TECH’S BIG GENDER DIVERSITY PUSH, ONE YEAR IN

Fast Company
5 min readNov 20, 2015

Is anyone making headway on recruiting and retaining more women? Behind the scenes at the world’s largest conference for women in tech.

By Sarah Kessler

For years, technology companies actively hid the extent of their diversity problems — going so far as to block FOIA requests by arguing that the gender and race makeup of their workforce was a trade secret.

That changed last year, when Google, Twitter, Facebook, Microsoft, Yahoo, Amazon, Apple, and LinkedIn posted their dismal diversity numbers publicly. Transparency became the expected norm.

With these disclosures came promises to evolve, the appointment of chief diversity officers, and a whirlwind of new programs and initiatives aimed at recruiting and retaining people from underrepresented groups.

But as far as numbers go, little has actually changed over the past few years. According to the Bureau of Labor Statistics, the representation of women in computer and mathematical operations is slightly worse than it was in 2010 (it has improved somewhat for underrepresented racial and ethnic minorities). The same is true for the more specific field of software developers.

Last month, I attended the largest gathering of women in computing, a conference of about 12,000 people, to find out where some of these efforts have landed — and what’s next.

Among the towering recruitment displays, women-oriented swag (“Got glass ceilings? We don’t,” read one hammer sticker), and frank discussions of gender bias, what I found was an industry that, having completed the first step of admitting it has a problem, is still very much struggling to fix it.

“There are all these holes all over the place,” LinkedIn’s director of engineering growth, Erica Lockheimer, who runs the company’s engineer-driven women in tech initiative as 20% of her job, told me. “And we’re trying to plug them here,” she plops her hand on the table to indicate an imaginary leak, “and here and here and here.”

Even as men like Jack Dorsey and women like Facebook’s Maxine Williams speak about efforts to bring more women into tech, the industry remains a challenging place for the women who are already there. Women who work in science and tech are 45% more likely to leave the industry than their male peers. Nadya Fouad, a researcher at the University of Wisconsin-Milwaukee, surveyed 5,300 women who graduated with engineering degrees between 1980 and 2010 to figure out why they were leaving in droves. Those who left, her research showed, reported less manager support and were less likely to feel as though they had fair opportunities for advancement. “We wanted to show, are they leaving or being pushed out?” Fouad says. “Our data shows they were being pushed out.”

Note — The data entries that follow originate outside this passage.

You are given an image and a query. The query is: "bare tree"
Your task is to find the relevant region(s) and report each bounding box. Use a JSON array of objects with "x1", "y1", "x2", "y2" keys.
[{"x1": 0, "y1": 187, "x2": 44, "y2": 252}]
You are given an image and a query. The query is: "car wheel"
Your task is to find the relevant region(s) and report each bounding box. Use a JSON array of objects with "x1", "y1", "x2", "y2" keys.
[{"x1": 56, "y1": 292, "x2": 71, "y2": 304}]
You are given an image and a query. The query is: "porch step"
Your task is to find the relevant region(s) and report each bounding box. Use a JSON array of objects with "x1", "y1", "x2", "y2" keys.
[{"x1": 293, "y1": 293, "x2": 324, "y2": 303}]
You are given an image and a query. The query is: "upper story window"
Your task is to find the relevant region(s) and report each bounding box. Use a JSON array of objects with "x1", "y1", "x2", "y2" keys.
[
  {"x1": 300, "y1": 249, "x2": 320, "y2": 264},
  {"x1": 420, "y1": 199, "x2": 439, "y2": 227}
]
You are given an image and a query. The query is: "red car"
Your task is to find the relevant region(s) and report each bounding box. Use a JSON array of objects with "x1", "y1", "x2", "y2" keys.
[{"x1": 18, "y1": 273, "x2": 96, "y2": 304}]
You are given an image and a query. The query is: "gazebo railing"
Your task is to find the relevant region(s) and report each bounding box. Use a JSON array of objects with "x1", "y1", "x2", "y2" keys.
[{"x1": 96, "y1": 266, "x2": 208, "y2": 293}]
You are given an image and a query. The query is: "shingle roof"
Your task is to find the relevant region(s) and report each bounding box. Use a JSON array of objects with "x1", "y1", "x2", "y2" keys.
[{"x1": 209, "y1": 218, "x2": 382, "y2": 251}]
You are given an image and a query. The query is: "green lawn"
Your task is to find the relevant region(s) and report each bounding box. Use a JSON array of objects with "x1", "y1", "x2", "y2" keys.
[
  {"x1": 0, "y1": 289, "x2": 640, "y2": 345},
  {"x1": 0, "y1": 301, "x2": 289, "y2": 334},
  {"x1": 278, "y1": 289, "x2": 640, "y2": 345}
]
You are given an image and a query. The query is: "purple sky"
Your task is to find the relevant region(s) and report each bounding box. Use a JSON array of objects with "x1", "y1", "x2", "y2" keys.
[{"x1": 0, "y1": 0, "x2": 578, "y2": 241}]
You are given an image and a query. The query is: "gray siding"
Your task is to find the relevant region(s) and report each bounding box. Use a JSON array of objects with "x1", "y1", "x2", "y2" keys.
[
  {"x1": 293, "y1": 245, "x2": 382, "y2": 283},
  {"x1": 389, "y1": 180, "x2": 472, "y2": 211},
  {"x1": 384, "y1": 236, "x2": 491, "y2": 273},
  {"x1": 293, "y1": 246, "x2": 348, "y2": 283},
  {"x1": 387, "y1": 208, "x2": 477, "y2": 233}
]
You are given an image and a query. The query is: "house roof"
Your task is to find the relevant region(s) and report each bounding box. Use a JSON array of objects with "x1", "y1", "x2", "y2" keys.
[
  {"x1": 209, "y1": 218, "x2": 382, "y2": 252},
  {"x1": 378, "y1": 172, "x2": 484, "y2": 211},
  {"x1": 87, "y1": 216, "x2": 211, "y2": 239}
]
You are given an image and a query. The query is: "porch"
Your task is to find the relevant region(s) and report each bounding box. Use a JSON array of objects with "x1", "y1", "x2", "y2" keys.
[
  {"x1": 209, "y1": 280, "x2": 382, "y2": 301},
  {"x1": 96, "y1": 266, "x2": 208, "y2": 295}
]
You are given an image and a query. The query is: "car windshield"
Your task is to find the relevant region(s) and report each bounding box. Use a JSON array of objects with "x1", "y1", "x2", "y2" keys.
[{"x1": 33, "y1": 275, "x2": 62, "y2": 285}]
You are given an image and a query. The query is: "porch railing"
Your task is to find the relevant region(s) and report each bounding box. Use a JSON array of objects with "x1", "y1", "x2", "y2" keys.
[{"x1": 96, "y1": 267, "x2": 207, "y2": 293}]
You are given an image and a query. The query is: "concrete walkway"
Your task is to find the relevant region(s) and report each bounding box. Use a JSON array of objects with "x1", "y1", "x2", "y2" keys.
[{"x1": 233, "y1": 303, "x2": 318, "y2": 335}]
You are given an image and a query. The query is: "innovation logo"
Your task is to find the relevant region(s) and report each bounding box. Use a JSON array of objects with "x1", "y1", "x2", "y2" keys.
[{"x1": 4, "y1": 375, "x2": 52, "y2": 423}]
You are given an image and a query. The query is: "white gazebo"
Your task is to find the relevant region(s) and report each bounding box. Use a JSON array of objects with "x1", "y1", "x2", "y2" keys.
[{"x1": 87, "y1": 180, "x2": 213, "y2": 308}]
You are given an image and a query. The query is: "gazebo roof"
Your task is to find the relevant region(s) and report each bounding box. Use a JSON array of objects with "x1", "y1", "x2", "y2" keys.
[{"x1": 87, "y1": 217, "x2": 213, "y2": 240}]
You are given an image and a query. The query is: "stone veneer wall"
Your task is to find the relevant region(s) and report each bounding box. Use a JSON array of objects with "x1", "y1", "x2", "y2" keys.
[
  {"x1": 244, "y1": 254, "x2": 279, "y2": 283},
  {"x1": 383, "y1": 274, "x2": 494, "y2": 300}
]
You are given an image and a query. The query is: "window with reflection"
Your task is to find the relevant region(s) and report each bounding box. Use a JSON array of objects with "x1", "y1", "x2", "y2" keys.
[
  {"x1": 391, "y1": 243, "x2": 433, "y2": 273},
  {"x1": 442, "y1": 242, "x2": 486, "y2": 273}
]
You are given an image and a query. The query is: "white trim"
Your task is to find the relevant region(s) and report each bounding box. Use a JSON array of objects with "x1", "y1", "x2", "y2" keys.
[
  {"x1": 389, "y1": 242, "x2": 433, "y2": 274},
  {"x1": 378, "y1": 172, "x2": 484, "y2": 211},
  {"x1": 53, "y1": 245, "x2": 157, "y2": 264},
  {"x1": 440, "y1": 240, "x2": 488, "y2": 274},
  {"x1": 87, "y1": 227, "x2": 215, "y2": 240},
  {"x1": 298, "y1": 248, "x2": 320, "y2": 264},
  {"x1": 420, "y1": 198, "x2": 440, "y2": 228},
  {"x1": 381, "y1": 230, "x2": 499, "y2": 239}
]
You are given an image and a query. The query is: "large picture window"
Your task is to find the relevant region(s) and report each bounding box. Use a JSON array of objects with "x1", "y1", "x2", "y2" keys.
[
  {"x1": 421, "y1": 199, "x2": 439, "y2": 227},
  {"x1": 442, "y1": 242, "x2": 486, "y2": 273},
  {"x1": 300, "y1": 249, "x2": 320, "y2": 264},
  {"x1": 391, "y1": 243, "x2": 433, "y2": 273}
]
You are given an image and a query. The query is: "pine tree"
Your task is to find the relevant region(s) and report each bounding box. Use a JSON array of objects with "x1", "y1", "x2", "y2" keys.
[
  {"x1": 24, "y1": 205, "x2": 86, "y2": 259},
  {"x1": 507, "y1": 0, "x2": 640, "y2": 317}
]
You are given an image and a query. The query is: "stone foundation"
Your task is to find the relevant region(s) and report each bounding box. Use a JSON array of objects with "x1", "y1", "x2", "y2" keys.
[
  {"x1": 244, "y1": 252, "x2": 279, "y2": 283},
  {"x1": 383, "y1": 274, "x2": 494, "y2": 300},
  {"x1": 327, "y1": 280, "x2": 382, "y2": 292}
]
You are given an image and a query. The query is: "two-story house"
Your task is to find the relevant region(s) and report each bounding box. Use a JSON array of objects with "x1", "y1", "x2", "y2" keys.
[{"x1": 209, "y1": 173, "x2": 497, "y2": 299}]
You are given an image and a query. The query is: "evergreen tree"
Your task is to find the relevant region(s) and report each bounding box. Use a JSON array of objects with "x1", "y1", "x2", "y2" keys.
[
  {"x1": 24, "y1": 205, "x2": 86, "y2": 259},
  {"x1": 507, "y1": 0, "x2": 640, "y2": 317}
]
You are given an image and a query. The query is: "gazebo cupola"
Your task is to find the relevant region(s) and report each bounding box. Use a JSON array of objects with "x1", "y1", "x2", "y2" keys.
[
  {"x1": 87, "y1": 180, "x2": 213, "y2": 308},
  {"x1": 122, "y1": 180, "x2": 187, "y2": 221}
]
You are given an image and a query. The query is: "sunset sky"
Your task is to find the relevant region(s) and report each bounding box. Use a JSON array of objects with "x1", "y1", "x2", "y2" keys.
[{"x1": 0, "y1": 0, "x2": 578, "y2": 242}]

The damage this culture has caused is evident at Grace Hopper. During the Q&A that follows Dorsey, and Williams’s panel, a young women takes the microphone: “I have not a question, but a suggestion,” she says, her voice already starting to crack. “This summer, at my internship, I found the interns did just as much damage to people from underrepresented backgrounds as their teams and their bias supervisors. If we’re talking about implementing policy and implementing bias training, we need to start early. And teach the interns.”

It’s not just a problem in recruiting.

Women drop out of companies at every level of technology, but the disparity in the rate at which they drop out at the top is more jarring. Which is a shame, because senior women are one way to attract younger women to a company. “Women at the senior level are beacons for other women,” says Elizabeth Ames, the Anita Borg Institute’s senior vice president of marketing, alliances, and programs. “If you go interview at a company and there is nobody at the senior level who looks even remotely like you, is that a place where you think you’ll be comfortable or able to achieve?”

So how can a company attract a diverse workforce without diversity?

Tech companies have tried to fix the pipeline: to partner with organizations like Girls Who Code, demonstrate that computer science isn’t only for boys, change Hollywood’s portrayal of scientists. They have tried to fix some leaks in the pipeline: to create mentoring and networking opportunities for women in their companies, give scholarships to women in computing, and create engineering-led task forces. They have tried to fix their hiring practices: to change the places they recruit, reword job descriptions, and increase referral bonuses to reward diversity. They have tried to fix their culture: instituting implicit bias training, creating programs like a pilot from LinkedIn called “inclusivity training.”

Clear goals are one way to firmly connect diversity to long-term business interests and engage managers in the process. “In business,” says Cecily Joseph, Symantec’s vice president of corporate responsibility and, as of two years ago, its chief diversity officer, “you make goals around everything that’s important. If you don’t make goals, you won’t do it, and it’s not important.”

Pinterest, Intel, and Twitter have also set diversity goals publicly. Most other large tech companies have not and weren’t willing to discuss why.

But the diversity elephant has been dragged into the room, and tech companies are at least beginning to address it. “Everything is wonderful, except for one thing,” Nora Denzel, the vice chair of the Anita Borg Institute Board of Trustees told Sheryl Sandberg at a keynote panel. “The numbers aren’t moving.”